Fourteen iambic lines, all but the ninth – the one on which the poem begins to turn -- with precisely ten syllables. “Amazing” is threadbare but the line ends with the lovely “hornbeam spray.” Despite the rhyming couplets, the poem defies the “stiff geometries” it might have calcified into. The poem touches, even formally, on a favorite Wilbur theme – the persistence of order in a disorderly world. The title of his third collection was Things of This World (1956), and he echoes it in the recent interview:

“Poetry is concerned with things, and with making them vivid, and what metaphor does is to render some part of the world more vivid by comparing it– sometimes violently– to something else….it makes the thing under consideration far more solid and it gives you a more intense and surprised perception of the interlaced objective world, of things as they are.”

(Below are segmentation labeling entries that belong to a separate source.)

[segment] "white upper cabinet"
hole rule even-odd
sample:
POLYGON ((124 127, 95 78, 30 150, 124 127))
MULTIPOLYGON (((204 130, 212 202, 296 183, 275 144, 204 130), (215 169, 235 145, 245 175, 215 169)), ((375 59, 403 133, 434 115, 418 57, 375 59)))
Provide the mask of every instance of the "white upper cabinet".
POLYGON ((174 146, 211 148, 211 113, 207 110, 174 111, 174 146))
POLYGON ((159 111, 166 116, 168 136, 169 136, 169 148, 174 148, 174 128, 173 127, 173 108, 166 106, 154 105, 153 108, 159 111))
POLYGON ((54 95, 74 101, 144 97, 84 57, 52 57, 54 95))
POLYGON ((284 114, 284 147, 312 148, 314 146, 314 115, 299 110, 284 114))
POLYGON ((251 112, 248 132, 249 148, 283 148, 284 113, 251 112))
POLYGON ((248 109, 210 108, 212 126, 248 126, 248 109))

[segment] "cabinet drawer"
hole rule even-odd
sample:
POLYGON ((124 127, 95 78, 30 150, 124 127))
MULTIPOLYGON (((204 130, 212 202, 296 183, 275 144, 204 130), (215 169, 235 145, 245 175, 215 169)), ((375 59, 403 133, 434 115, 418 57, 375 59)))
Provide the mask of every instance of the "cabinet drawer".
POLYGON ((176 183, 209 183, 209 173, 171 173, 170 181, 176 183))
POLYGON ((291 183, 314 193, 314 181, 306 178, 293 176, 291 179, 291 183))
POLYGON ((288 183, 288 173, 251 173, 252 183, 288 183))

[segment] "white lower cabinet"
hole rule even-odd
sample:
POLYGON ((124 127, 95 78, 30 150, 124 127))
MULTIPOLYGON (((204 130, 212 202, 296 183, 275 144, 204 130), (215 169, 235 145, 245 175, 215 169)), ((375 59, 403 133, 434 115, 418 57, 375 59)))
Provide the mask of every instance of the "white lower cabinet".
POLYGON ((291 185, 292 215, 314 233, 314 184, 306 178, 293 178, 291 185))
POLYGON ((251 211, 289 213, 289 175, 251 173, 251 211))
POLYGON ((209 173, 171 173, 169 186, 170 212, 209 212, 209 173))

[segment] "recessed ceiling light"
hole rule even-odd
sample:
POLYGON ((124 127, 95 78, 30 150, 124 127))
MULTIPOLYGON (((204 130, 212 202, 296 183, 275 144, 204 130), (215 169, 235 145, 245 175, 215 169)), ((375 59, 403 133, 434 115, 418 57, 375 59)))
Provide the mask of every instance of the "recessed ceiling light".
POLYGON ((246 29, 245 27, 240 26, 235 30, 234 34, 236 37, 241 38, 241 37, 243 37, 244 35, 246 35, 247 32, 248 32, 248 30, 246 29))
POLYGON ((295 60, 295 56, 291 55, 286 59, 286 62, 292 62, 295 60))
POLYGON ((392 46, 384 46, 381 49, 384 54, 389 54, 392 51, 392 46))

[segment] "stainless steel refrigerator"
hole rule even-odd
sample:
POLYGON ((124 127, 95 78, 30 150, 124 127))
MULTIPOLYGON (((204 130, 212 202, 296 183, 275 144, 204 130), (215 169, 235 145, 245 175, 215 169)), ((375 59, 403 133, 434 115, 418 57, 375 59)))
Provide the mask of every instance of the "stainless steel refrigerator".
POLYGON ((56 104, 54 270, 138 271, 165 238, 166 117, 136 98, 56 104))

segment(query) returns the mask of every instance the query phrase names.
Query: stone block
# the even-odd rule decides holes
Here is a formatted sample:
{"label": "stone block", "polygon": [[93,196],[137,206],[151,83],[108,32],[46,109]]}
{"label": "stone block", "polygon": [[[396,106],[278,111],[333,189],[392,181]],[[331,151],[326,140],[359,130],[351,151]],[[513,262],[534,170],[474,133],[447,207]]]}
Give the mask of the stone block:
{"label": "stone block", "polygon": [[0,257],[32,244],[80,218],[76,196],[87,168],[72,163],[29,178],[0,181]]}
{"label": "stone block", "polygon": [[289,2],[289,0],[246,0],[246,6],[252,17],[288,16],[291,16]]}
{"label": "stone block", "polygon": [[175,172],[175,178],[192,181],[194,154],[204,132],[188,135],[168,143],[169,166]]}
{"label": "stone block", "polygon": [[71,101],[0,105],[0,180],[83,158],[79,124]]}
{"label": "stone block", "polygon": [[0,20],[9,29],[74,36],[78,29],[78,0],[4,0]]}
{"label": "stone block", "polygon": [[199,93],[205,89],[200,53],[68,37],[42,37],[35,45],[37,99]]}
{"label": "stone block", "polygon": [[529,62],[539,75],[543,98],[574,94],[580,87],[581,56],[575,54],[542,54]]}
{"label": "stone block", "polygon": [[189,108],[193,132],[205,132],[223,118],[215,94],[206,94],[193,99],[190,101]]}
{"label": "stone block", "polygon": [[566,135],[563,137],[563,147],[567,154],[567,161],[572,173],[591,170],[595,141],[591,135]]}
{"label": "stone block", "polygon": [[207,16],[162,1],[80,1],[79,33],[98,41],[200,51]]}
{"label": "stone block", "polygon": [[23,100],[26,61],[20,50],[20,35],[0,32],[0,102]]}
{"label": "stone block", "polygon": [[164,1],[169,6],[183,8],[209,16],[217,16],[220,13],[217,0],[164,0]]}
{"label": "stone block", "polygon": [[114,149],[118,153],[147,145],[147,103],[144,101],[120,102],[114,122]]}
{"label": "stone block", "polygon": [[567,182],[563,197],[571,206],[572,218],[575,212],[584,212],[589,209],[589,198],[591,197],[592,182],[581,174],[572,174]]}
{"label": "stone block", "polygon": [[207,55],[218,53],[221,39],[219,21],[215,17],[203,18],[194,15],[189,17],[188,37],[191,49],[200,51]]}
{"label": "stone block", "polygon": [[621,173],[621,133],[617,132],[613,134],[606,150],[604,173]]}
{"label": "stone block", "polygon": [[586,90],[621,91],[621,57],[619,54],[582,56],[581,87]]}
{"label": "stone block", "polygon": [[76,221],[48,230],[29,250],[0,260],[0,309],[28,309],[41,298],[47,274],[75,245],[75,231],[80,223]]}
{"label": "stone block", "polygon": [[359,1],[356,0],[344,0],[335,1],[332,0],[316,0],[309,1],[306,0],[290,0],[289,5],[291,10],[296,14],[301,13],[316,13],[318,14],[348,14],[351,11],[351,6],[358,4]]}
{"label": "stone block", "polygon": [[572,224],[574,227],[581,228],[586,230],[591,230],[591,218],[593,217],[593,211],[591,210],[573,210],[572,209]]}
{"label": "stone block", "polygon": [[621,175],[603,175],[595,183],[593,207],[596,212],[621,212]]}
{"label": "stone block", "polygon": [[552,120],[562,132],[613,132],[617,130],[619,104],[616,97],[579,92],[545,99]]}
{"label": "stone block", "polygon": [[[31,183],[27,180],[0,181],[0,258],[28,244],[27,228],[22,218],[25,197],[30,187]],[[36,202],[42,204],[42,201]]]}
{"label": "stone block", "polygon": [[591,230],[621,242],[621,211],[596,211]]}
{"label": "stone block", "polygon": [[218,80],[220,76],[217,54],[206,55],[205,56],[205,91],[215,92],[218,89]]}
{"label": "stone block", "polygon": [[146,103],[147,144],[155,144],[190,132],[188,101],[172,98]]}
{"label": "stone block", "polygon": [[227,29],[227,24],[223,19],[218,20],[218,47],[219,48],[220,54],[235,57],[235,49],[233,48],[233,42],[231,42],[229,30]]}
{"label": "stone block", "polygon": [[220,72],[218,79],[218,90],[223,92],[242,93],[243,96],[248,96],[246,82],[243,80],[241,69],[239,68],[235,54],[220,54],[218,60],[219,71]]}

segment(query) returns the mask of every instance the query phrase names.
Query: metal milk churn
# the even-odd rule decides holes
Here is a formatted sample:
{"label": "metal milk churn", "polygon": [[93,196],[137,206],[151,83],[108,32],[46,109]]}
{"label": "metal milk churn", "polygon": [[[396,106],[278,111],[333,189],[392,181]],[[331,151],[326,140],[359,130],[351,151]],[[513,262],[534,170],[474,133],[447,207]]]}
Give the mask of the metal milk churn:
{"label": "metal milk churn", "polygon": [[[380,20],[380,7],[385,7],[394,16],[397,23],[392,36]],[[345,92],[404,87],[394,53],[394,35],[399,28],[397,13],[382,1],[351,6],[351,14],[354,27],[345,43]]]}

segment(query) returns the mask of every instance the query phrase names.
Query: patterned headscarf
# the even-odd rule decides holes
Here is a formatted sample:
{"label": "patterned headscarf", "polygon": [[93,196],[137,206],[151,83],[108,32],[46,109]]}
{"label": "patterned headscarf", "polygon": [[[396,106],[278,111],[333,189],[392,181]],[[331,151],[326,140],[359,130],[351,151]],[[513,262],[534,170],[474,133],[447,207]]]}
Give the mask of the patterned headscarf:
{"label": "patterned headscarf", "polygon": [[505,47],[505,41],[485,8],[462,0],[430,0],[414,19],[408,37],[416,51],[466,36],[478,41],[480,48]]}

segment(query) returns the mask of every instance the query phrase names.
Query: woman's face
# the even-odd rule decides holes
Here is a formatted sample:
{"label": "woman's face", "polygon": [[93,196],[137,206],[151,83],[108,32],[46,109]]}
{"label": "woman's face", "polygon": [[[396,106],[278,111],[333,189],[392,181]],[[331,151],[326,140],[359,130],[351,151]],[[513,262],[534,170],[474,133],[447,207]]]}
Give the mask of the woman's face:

[Richard B. Woodward has a fine appreciation of Wilbur in the Wall Street Journal.]

6 comments:

Cynthia Haven said...

Oh how wonderful (and perhaps predictable) that you share my enthusiasm for Dick Wilbur!

Just made my own post a few minutes after midnight, but it looks like you beat me to it:

http://bit.ly/fjbc8U

Shelley said...

I was so glad to see this post because years ago as an undergraduate I went to a Richard Wilbur reading. The grace with which he carried himself impressed me permanently that as poets we do not have to be, or seem, uncivilized.

Maybe "amazed" is okay because it resonantes with the maze-like spirals on the pinecone?

Cynthia Haven said...

(Let me try that link again -- that's what comes of posting after midnight)

http://bit.ly/fjbc8U

Helen Pinkerton said...

Bravo for Wilbur's ninetieth! In 2009 he published "Psalm," five stanzas of syllabics (5-7-5), in First Things, (collected in Jody Bottom's anthology, Grace Notes, in 2010). "Psalm" is a devotional poem of exquisite movement, assonance, and meaning.

Give thanks for all things
On the plucked lute, and likewise
The harp of ten strings.

Have the lifted horn
Greatly blare, and pronounce it
Good to have been born.

Lend the breath of life
To the stops of the sweet flute
Or capering fife,

And tell the deep drum
To make, at the right juncture,
Pandemonium.

Then, in grave relief,
Praise too our sorrows on the
Cello of shared grief.

Tim Murphy said...

This is written in the seven/five/seven, aba tercets Dick has used so often and to great effect in his later years. It is one of his few new poems that the New Yorker rejected, so I instantly pounced on it and got him to send it to First Things. Like Ms. Pinkerton, I think it the finest poem in the Grace Notes Anthology, and I also think it one of the finest in the slim collection, Anterooms, which Dick gave us last year.

Finn MacCool said...

Chesterton has a wonderful essay on "The Slavery of Free Verse."In it he says:

"I have always had the fancy that if a man were really free, he would talk in rhythm and even in rhyme. His most hurried post card would be a sonnet; and his most hasty wires like harp-strings... He would express his preference among the dishes at dinner in short impromptu poems, combining the more mystical gratitude of grace with a certain epigrammatic terseness, more convenient for domestic good feeling."